Indications for Transjugular Liver Biopsy

Severe coagulopathy
Thrombocytopenia
Massive ascites
Morbid obesity
Additional procedure warranted (e.g., wedged hepatic pressure measurements)
Failure of percutaneous liver biopsy

In patients with liver transplants, transjugular liver biopsy has been reported to be safe and efficacious.21 In a series of 124 biopsies of 105 patients in the early post-transplantation period, Azouley and associates reported a technical success rate of 87% with adequate tissue for diagnosis in most instances.22 In addition, the clinical management was influenced by the results of the biopsies in 65% of cases, including the initiation of antirejection therapy in 59% of the cases.
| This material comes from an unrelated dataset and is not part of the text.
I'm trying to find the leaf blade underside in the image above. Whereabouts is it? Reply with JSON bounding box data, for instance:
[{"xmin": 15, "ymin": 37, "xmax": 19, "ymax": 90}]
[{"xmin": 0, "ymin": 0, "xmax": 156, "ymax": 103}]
In this series, there were more technical failures associated with patients with a preserved native inferior vena cava. Lerut et al reported a series of patients with grafts who underwent TIPS.23 These authors stressed that TIPS placement could be technically difficult in some patients, particularly those with piggy-back, cavocaval anastomoses because of difficulty in cannulation of the allograft hepatic and portal vein. It can be inferred from their experience that transjugular liver biopsies in these patients would pose technical difficulties as well.

In our experience of 100 consecutive transjugular liver biopsies, including 42 in patients with transplants, compared with 110 consecutive cases of image-guided percutaneous liver biopsies, including 82 in transplanted liver, our technical success rates were 99% and 95% for the respective techniques.24 Adequate tissues were obtained in 98% and 96%, respectively. Our high success rate in transjugular liver biopsies might be due in part to the fact that our patients with transplants received the conventional surgical approach with caval replacement.

Complications of transjugular liver biopsy occur in 1.3 to 20% of cases and the mortality ranges from 0.1 to 0.5%.20,25 Bleeding complications usually occur in capsular perforation. In fact, capsular perforation can occur in up to 4.4% of transjugular liver biopsies.26,27 In liver transplant recipients, there are no large reported series documenting complications and mortality. In our series, we had one bleeding complication out of 100 cases, 42 of which were in transplanted livers.24

Although the American Society of Clinical Oncology recommends a minimum platelet count for percutaneous liver biopsy of 50 × 109/L, there is no recommended minimum platelet count for the transjugular route. Wallace and associates reported 51 transvenous liver biopsies in 50 patients with severe thrombocytopenia and hematologic malignancy whose platelets were 30 × 109/L or lower.28 The mean platelet count was 17 × 109 and a mean of 11 units of platelets were transfused. The postbiopsy mean platelet count was 38 × 109 but was 30 × 109 or lower in 24 patients. The authors concluded that a threshold platelet count for safe biopsy is below 30 × 109.

In conclusion, liver biopsy in transplant recipients remains the gold standard for the diagnosis of rejection. Image-guided percutaneous liver biopsy in this population is safe and efficacious if there are no contraindications. If there are, transjugular liver biopsy should be considered.